4 ay cezaevinde kaldı ve mahkemenin 4 yıl 2 ay hapis cezasının ardından serbest bırakıldı.
Yine Bursa’da bir taksi şoförü yolunda giderken kafasına vinç düşmüş ve yaşamını yitirmişti.
O vinç şirketinin ortağı ve operatör de mahkeme kararıyla serbest kaldı.
Birinin cezası paraya çevrildi, diğerininki ertelendi.
Sosyal medyada bu tahliye haberlerine tek bir tepki mesajına rastladınız mı?
Yazılı ve görsel medyada, bir tek eleştiri okuyup, izlediniz mi?
Elbette hayır…
Çünkü, şehit polis ve taksi şoförü gariban insanlardı.
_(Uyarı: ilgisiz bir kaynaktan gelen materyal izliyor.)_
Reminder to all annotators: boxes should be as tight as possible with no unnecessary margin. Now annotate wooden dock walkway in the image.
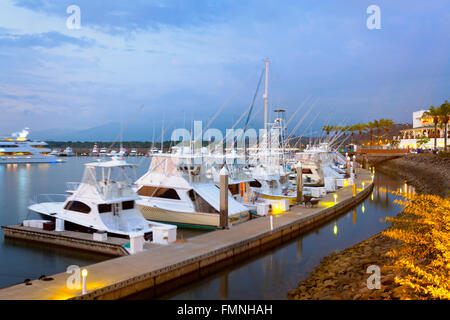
[0,169,373,300]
Esasında, Türkiye‘de binlerce ölümcül kazada, binlerce sanık salıveriliyor.
Üstelik birçoğu, tek birgün cezaevinde kalmadan serbest bırakılıyor.
Rüzgar Çetin ise babasından dolayı ünlü bir adamdı ve ona tahliye kararı veren hakimler, linç edilmek için biçilmiş kaftanlardı.
Yahu, şehit polisin karısı şikayetten vazgeçmiş, anası, babası biz kimseden şikayetçi değiliz diye dilekçe vermiş…
Ne yapsın hakimler?
Kanunlardan habersiz, linç etmek için elleri tetikte olan bazıları istiyor, yaygın medya da mal bulmuş mağribi misali hadiseyi köpürtüyor diye, kanunun öngördüğü sınırların dışına mı çıksınlar?
Ötekine farklı hukuk, berikine farklı hukuk olur mu?
Olursa da hukuk değil, guguk olmaz mı?
Bahçeli pişman mıdır?
MHP Genel Başkanı Devlet Bahçeli, grup toplantısında başkanlıkla ilgili öyle bir konuştu ki, yakıcı gündemi değiştiriverdi.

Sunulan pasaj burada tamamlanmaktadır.